É frustrante quando esse aluno entende que a Psicologia busca a alteridade, o respeito por diferentes linhas e modelos teóricos. É uma ciência que requer desde o início da graduação que o aluno desenvolva sua capacidade intelectual e flexibilidade cognitiva.
Experiência
Quando pensei em estudar Psicologia entendi essa escolha como meu maior projeto de vida. Até hoje, luto diariamente para que minha profissão continue ocupando esse espaço. Lembro que, jovem, em início de carreira e antes de investir no meu projeto familiar de filhos, eu me realizei muito ao longo dos anos oferecendo meus valores cristãos de fraternidade e aceitação das diferenças através das possibilidades de ações sociais e estudos proporcionados pela Psicologia.

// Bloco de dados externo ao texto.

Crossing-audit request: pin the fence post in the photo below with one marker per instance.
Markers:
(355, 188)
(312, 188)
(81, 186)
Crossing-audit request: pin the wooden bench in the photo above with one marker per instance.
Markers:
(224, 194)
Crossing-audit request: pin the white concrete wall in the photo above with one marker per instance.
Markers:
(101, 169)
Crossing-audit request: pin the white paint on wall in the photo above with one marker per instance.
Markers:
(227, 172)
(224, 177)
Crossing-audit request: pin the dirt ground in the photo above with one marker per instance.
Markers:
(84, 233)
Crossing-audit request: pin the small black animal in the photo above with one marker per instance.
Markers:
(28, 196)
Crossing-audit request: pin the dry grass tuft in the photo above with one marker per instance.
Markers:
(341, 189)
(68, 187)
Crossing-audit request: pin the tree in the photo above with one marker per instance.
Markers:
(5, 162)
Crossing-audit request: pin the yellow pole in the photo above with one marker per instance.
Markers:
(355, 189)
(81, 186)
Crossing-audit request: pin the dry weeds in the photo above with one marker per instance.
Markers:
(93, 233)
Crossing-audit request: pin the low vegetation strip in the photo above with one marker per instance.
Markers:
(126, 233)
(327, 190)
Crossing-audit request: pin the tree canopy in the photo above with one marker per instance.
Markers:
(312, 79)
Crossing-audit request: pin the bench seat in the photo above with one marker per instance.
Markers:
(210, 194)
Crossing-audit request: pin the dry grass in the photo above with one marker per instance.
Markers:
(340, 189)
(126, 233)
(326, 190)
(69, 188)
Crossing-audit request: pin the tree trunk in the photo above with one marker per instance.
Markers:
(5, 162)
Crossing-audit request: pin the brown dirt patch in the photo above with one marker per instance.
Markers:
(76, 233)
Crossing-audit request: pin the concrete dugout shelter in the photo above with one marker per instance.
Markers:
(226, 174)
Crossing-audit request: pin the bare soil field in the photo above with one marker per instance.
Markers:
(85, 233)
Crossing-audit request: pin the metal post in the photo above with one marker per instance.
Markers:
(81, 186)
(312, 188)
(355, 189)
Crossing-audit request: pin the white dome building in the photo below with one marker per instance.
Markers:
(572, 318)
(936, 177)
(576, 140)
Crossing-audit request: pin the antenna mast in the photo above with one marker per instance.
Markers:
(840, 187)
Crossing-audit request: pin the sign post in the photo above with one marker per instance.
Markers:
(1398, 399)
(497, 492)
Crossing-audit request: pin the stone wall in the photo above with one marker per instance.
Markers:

Aquela educação religiosa de minha infância me faz pensar em solidariedade, amor ao próximo, e respeito mútuo ao sofrimento das pessoas, experiências muito fortes para mim. E a Psicologia me permite colocar esses meus valores pessoais em prática em benefício das pessoas.
No entanto, eu sempre marco uma fronteira para que os aspectos dogmáticos da religião e minha prática da Psicologia não se misturem. A religião me ajuda a atribuir significados à vida desde cedo, mas com base em dogmas. Enquanto que a Psicologia é baseada na abertura para o pensamento crítico.
Se você entender bem a estrutura dessas duas formas de saber, consegue distingui-las e segue em frente. E eu faço essa distinção, tanto na área clínica que atuo em meu consultório quanto ao exercício acadêmico como professora universitária. Tento trazer essa contribuição para os alunos diariamente. Não é preciso escolher uma coisa ou outra. Entenda que, ao optar pela formação profissional em Psicologia, aceitamos nos habilitar para uma prática técnico-científica.
Pessoal
Minha vontade de continuar dando aulas ou atendendo pacientes em consultório, mesmo aqueles que não podem pagar, mas que precisem da minha compreensão e disponibilidade de horário, é algo muito efetivo em um momento em que eles enfrentam situações difíceis.
Poder me colocar à disposição para ajudar meus pacientes, pais e alunos é o que me motiva em tempos difíceis para a ciência e a construção de novos conhecimentos. Na atual conjuntura econômica-social do país, a prática da Psicologia tem momentos dolorosos e de inúmeros desafios.

A construção de saberes tem sido desprezada e mal reconhecida no Brasil, mas não desanimo porque minha motivação enquanto Psicóloga continua a de compartilhar o conhecimento adquirido desde minha graduação, e seguir sempre adiante.
Estou na minha terceira pós-graduação, depois de mestrado e doutorado, e apesar de não dispor da mesma energia física e tempo livre da juventude, ainda vejo como essencial sacrificar horas da minha vida pessoal e familiar para estudar e me aprofundar em temas que ajudam o bem-estar de pacientes e suas famílias. A melhora deles me faz ser muito grata pela oportunidade de contribuir com a prática da Psicologia.